Untuk jangka pendek (14 hari), aksi menyoroti dua hal yang menyentuh. Pertama, mereka meminta DPRD hingga DPR RI memberikan solusi terbaik bagi warga Kaligentong yang digambarkan “menangis darah dan seolah belum merdeka”.
Kedua, secara tidak biasa, aksi ini juga menyerukan kerukunan pucuk pimpinan daerah. “Pucuk pimpinan harus rukun karena menjadi teladan masyarakat dan mengabaikan kepentingan politik sektarian serta keuntungan pribadi,” seru salah satu orator.
Tenggat Oktober, Ancaman Hak Angket dan Aksi Lebih Besar.
Bagian paling tegas dari tuntutan adalah untuk jangka menengah, dengan ancaman yang jelas.
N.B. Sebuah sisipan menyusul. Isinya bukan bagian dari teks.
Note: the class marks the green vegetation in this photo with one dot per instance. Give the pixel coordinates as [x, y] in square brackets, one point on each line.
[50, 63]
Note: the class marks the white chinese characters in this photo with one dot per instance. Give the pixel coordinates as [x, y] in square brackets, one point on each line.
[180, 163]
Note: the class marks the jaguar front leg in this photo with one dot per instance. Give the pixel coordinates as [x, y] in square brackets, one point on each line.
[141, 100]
Massa memberi tenggat hingga Oktober 2025 kepada DPRD Tulungagung untuk menggunakan hak angket atau hak interpelasinya.
Hak tersebut harus digunakan jika dua hal ini tidak ditindaklanjuti pemerintah: pertama, memberantas proyek makam ilegal “Shangrila” oleh PT. Sang Lestari Abadi; kedua, jika pemerintah daerah dinilai tidak berkoordinasi dengan Aparat Penegak Hukum (APH) untuk memberantas perusakan alam dan penambangan galian C ilegal.
“Apabila tidak segera dilakukan, maka kami akan melakukan aksi yang lebih besar,” demikian pernyataan akhir dari tuntutan yang dibacakan, memberikan tekanan serius terhadap pemerintah dan DPRD.
Selain itu, 27 poin tuntutan juga mencakup percepatan reformasi birokrasi yang menyeluruh, mulai dari rekrutmen berbasis merit, peningkatan ekonomi kerakyatan melalui BUMDes dan koperasi, perlindungan UMKM dari pasar modern, hingga pembinaan bagi pelaku seni dan pemuda.
Pun, kesempatan ini para masa aksi ditemui pimpinan DPRD, Bupati , Wakil Bupati, serta jajaran Forkopimda Kabupaten Tulungagung. Aksi berlangsung tertib dan dikawal ketat oleh aparat gabungan dari TNI – Polri, Satpol PP Pemkab Tulungagung.